The absence of Wolbachia in E. murphyi does not support the hypothesis that it plays a role in parthenogenesis in this species, although this finding does not rule out the possibility that a different, perhaps undescribed bacteria could influence the insect’s reproductive system. In particular, we identified representatives of the genus Rickettsia (a close relative of Wolbachia) in our database, some members of which are known to induce thelytokous parthenogenesis in parasitoid wasps (Hagimori et al. 2006, Giorgini et al. 2010) and cytoplasmic incompatibility in true bugs (Owashi et al. 2024). Furthermore, our phylogenetic analysis and associated low genetic distances revealed that most of our ASVs assigned to Rickettsiales are most closely related to Rickettsia sp. (accession L28944.1), which has been shown to induce parthenogenesis in the larval endoparasitoid N. formosa (Hagimori et al. 2006), although this is a parasitoid within the Hymenoptera rather than the Diptera. Even though the ASVs are closely related to this Rickettsia sp., the similarity values suggest that they probably represent distinct Rickettsia taxa; in particular, ASV_1876 was highly divergent and may be a novel Rickettsia lineage (Yarza et al. 2014). As this is the first study that has assessed some of the bacterial communities associated with E. murphyi, this result is not unexpected. Nonetheless, the phylogenetic analyses confirm that Wolbachia is not involved in the parthenogenetic life history of E. murphyi, but they do not discount the notion that other species within the Rickettsiales may facilitate this reproductive mechanism. To test this hypothesis, future studies could utilize antibiotic treatments to target Rickettsia taxa in order to determine whether this group is involved in altering reproduction (Giorgini et al. 2010), isolate and culture the specific bacteria to carry out more detailed phylogenetic analysis (Owashi et al. 2024) and conduct microscopy to track the bacteria from adult to egg in order to infer possible function (Hagimori et al. 2006). There are other possible causes for parthenogenesis, including spontaneous differential gene expression (Sperling et al. 2023), developmental changes and alterations to cell cycle mechanisms (Sperling & Glover 2023), as well as strong selective forces leading to the evolution of obligate asexual reproduction (Chown & Convey 2016, Leihy & Chown 2020).

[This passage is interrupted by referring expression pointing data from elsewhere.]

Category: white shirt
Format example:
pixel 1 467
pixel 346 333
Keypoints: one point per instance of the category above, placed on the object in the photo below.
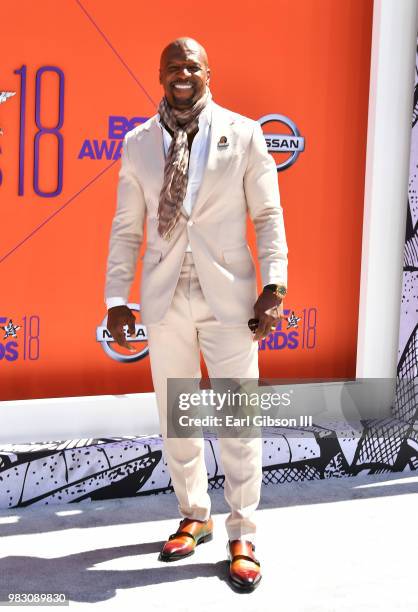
pixel 197 163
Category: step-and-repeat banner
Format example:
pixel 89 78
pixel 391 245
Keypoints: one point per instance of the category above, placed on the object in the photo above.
pixel 75 76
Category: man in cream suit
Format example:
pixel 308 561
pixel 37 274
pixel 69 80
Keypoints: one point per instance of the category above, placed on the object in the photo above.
pixel 191 174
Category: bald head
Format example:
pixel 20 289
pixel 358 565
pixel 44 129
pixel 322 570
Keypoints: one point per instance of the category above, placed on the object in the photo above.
pixel 184 72
pixel 179 45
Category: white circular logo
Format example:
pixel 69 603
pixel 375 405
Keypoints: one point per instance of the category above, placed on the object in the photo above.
pixel 112 348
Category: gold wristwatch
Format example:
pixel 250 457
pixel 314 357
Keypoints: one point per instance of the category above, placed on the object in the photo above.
pixel 278 290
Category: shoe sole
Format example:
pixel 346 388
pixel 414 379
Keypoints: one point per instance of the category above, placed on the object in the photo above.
pixel 168 558
pixel 244 588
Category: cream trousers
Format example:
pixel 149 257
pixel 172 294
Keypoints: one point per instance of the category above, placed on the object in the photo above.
pixel 229 351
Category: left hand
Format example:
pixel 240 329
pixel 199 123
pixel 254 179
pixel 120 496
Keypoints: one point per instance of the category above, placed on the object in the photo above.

Various potential explanations for the absence of Wolbachia in Antarctic invertebrates and insects, including whether this observation is simply the result of a lack of targeted research, were raised by Serga et al. (2024). For example, as Wolbachia is known to be sensitive to temperature (Charlesworth et al. 2019), it is possible that the polar regions are simply too cold for Wolbachia to persist within its hosts, which is consistent with observations that some widely distributed species host Wolbachia at lower but not higher latitudes (Chrostek et al. 2021). However, research has yet to directly investigate whether low temperature impacts Wolbachia survival (Serga et al. 2024). Polar terrestrial environments in Antarctica are also generally nutrient-limited (Lambrechts et al. 2019), which may mean that it is too costly to the host to harbour Wolbachia in these regions, as suggested by Serga et al. (2024). Further research on the bacterial diversity (particularly representatives of Rickettsia) associated with E. murphyi, including expansion of the taxonomic databases representing Antarctic microbes, is required to understand how parthenogenesis developed and persists in this midge.